MANGA CLASSICS: The Scarlet Letter
by Nathaniel Hawthorne, SunNeko Lee, Crystal S Chan, Stacy King
Comics & Graphic
Experience CLASSIC tales in MANGA format!
Nathaniel Hawthorne’s powerful tale of forbidden love, shame and revenge comes to life in Manga Classics: The Scarlet Letter. When Hester Prynne bears an illegitimate child she is introduced to the ugliness, complexity, and ultimately the strength of the human spirit. Though set in a Puritan community during the Colonial American period, the moral dilemmas of personal responsibility and consuming emotions of guilt, anger, loyalty and revenge are timeless.
This manga retelling of Hawthorn’s classic American novel is faithfully adapted by Crystal S. Chan and features stunning artwork by SunNeko Lee which will give old and new readers alike a fresh insight into this tragic saga of Puritan America.
Available in both hardcover and paperback formats.
I haven’t had the chance to read the original novel, and I was honestly a bit worried that this would ruin my experience. That maybe, in order to enjoy this version, I’d have to read the original unabridged story first. However, the greatly condensed manga does a very good job of serving its purpose. As the adaptors said, it makes the new reader want to read the original in order to understand the story better. It certainly made me feel that way.
Hester gives us the image of strength in the face of adversity from the very first panel. The sharp contrast of the red ‘A’ she wears to the rest of the story (in black and white) has a very subtle yet firm effect on the story. While it is obvious how she could very easily blend in with the rest of the village, the mark of her sin bears down on almost everything she does. However, the meaning of the letter transforms as she becomes wiser, from “adulterer” to “able” and even to “angelic”. The subtle ways in which Manga incorporates the aura the characters have about them is maintained, best portrayed in the cases of Chillingworth and Pearl. Chillingworth’s snake is shown more than once, and Pearl’s spooky eyes up until the point when her father dies. Also her abnormal questions and abnormal observations. Dimmesdale also has this repentant sympathetic sinner vibe to him that had me wondering about the mystery from the very first scene. The absence of the unrealistic humorous characteristics usual to manga contributed a lot to the mood of the story.
Also, the highly detailed authors’ note at the end brought a lot of things into light. While I didn’t really spot the many intricate details, and that didn’t really take away from the story, noticing them would have made it that much more fascinating.

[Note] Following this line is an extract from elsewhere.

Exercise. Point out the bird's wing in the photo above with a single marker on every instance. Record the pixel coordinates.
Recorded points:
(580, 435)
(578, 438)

Someday, I’ll read the Manga Classics version of Pride and Prejudice. The other Manga Classics sound pretty enjoyable too. By using this form of storytelling for these revered stories makes them more approachable, especially for the younger generation, with our short attention spans.
Should I mention that manga is read from right to left? Yes, you start where you would conventionally find the end of the book.
Disclaimer: I received this book free of cost from the publisher through the NetGalley review program. I was not required to write a positive review. The opinions I have expressed are my own. I am disclosing this in accordance with the Federal Trade Commission’s 16 CFR, Part 255 “Guides Concerning the Use of Endorsements and Testimonials in Advertising.”